YAZGIYI SEVMEK

YAZGIYI SEVMEK

 

 

 

 

 “Amor fati!”, ‘ yazgımı seviyorum’. Friedrich Nietzche, Ecco Homo adlı eserinde sık sık yer veriyor bu deyime. Yazgımı seviyorum- Amor fati!

İsmini hatırlamadığım bir şair de “ hayatta her şey olması gerektiği gibi, hayatım da” diyordu. İnsanlara hayatlarını yeni baştan yaşama sansı verilseydi yine aynı şeyleri yaparlardı, diyor bir başkası.

Geçmişte yaşadıklarımızı, bugünkü durumumuzu acılarıyla-tatlılıklarıyla, mutlu ve mutsuzluklarıyla olduğu gibi sevebilmek ne huzur verici bir şeydir! Hepsinden önemlisi gelecek acıları, sevinçleri büyük bir yüreklilikle selamlayabilmek ne büyük bir bilgelik…

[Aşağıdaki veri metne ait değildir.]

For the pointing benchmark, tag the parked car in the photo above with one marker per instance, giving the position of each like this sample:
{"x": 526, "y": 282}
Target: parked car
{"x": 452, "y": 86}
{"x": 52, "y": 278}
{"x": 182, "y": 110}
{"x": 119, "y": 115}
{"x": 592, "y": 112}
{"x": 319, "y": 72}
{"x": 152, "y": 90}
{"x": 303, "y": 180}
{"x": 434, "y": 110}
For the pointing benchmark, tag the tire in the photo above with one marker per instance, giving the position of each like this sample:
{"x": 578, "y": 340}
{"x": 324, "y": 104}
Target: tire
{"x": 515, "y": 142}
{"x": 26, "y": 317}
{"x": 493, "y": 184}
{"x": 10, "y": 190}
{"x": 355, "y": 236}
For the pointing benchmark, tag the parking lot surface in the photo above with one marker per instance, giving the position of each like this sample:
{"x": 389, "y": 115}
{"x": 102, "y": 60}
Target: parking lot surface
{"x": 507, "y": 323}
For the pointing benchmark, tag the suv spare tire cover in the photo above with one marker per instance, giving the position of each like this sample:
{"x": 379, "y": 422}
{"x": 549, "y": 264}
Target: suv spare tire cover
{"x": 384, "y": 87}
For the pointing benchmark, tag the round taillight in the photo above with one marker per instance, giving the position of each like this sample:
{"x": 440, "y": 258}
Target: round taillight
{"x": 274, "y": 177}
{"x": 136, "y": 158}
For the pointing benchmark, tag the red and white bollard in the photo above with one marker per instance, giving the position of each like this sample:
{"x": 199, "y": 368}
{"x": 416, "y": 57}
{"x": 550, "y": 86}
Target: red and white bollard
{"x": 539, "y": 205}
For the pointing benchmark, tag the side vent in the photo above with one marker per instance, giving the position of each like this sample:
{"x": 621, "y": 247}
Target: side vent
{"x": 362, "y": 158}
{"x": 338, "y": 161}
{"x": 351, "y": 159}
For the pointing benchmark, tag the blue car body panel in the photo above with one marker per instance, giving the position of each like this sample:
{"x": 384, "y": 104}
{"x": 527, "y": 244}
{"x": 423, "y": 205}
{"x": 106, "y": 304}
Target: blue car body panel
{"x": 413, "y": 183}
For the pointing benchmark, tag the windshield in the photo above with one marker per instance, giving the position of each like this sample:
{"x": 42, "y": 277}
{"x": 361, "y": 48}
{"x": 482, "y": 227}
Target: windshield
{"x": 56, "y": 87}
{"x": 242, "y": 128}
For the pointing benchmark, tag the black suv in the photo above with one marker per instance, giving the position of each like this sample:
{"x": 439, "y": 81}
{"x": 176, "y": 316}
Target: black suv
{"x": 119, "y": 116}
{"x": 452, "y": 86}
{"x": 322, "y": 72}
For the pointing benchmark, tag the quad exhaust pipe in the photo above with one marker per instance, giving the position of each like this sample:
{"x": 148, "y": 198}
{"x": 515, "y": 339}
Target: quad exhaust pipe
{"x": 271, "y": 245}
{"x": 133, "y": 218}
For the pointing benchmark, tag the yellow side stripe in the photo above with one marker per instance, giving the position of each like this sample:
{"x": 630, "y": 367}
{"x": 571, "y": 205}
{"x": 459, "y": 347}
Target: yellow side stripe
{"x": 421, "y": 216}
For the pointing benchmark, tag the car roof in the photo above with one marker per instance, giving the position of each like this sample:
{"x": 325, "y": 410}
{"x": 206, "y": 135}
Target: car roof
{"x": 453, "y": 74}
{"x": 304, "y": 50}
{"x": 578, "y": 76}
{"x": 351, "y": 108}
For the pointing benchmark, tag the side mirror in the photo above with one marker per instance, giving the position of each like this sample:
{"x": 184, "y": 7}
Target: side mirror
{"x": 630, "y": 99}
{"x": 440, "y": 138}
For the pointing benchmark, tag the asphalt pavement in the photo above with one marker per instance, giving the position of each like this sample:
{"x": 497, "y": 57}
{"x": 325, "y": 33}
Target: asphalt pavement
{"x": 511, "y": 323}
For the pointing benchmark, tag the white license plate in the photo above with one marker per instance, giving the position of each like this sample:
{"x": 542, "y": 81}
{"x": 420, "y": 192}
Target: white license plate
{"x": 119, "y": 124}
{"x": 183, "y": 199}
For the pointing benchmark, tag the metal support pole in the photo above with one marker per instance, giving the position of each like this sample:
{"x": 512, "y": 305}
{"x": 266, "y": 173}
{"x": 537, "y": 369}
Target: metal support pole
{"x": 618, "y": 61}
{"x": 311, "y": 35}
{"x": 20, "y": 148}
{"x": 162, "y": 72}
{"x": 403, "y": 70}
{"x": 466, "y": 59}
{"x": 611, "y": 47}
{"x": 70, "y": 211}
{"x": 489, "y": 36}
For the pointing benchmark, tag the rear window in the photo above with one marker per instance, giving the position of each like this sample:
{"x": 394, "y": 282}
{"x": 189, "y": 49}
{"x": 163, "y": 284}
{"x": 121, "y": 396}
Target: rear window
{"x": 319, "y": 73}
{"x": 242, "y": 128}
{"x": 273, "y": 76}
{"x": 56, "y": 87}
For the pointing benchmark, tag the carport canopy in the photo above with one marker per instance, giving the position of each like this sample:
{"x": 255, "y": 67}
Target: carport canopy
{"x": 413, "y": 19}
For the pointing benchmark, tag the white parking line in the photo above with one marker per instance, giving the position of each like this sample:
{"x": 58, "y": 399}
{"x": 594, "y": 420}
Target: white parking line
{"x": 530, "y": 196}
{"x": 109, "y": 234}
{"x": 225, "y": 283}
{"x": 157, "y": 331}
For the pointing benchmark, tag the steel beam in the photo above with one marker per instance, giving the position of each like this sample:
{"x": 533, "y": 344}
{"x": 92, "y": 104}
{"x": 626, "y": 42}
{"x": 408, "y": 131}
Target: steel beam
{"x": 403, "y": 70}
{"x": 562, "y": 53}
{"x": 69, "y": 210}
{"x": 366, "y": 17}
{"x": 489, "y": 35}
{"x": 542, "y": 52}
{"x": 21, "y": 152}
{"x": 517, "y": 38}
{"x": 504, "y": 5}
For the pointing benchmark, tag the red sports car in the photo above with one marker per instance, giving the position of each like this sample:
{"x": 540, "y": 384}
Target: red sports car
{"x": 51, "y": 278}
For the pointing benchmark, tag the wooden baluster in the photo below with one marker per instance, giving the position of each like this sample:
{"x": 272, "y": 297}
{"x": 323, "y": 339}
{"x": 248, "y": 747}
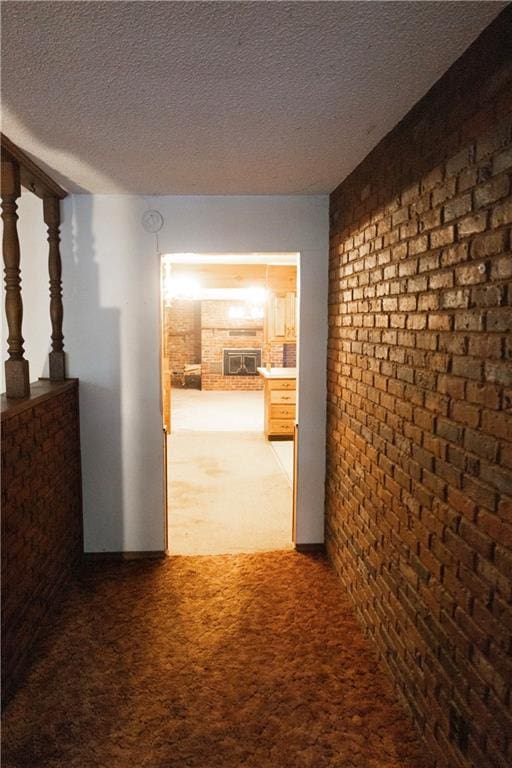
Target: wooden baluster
{"x": 51, "y": 212}
{"x": 17, "y": 383}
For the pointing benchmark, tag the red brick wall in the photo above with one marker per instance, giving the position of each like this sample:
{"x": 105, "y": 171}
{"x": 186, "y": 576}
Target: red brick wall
{"x": 216, "y": 325}
{"x": 419, "y": 440}
{"x": 182, "y": 328}
{"x": 41, "y": 520}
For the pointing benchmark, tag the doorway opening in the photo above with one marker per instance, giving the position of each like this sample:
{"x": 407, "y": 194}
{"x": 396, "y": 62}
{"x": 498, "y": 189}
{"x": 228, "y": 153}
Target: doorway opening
{"x": 229, "y": 400}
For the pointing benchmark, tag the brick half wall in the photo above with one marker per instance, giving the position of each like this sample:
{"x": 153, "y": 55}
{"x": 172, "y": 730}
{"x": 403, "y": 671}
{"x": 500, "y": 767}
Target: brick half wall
{"x": 41, "y": 515}
{"x": 419, "y": 437}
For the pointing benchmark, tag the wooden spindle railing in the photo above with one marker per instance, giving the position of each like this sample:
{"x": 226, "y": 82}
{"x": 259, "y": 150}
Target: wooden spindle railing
{"x": 16, "y": 367}
{"x": 19, "y": 170}
{"x": 51, "y": 211}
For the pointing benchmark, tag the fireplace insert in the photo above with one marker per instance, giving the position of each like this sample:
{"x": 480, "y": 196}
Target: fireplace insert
{"x": 241, "y": 362}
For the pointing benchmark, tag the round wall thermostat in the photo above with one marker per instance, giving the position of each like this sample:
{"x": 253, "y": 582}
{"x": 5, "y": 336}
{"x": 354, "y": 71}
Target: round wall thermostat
{"x": 152, "y": 221}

Kişinin kaderini sevmesi ile kaderini kabullenmesi arasında, bence fark var. Kabullenme; bir şey beğenilmese, hoşa gitmese dahi değiştiremeyeceğini düşünüp o şeyi benimsemektir. Oysa kaderini sevmek; istememe, hoşlanmama duygusunu içinde barındırmaz. Yazgıyı sevmek, başımıza gelen olumlu veya olumsuz gelişmelere ne yerinmeyi ne de sevinmeyi gerektirir.. Yunus’un dediği gibi:

Ne varlığa sevinirim/ Ne yokluğa yerinirim/ Aşkın ile avunurum/Bana seni gerek seni

Yunus’un bilgeliğine ulaşabilmek bizler için mümkün olmasa bile, benzer bilgeliğin kenarlarında dolaşmak ve aynı zamanda hayata tutunabilmek için aşk derinliğinde bir ‘tutku’ olması gerekir, galiba. Ruhu yücelten her hangi bir idealist duygu… Allah aşkı(korkusu demiyorum, çünkü korkular hiçbir zaman ruhu yüceltmez), karşı cins aşkı, insanlık aşkı, doğa aşkı gibi. Derinden hissedilen ve yaşamımızın en büyük gayesi haline getirdiğimiz maddeden bağımsız bütün sevgiler, ruhumuzun en büyük eğitmenidir ve ancak böyle bir ruhla “ne varlığa sevinirim ne yokluğa yerinirim” kıvamına doğru yol alabiliriz

Friedrich Schiller, 1801’ de yazdığı Yücelik Üzerine adlı felsefi kitabında “ İnsan, içerden yozlaşmanın dışarıdan soysuzlaşmanın kıskacında. İçinde yücelere olan arzusunu kaybetti, hırs ve tamahın kölesi oldu. Bu ikisinin kurduğu, şimdilerde kasıp kavurduğu dünyada alçaklık dört bir tarafta kol geziyor ve insanın içinde soyluluk adına geriye ne kalmışsa bir bir teslim alıyor. Direnenlerin ne yardımına koşanlar var, ne feryadını duyanlar.”  diyor.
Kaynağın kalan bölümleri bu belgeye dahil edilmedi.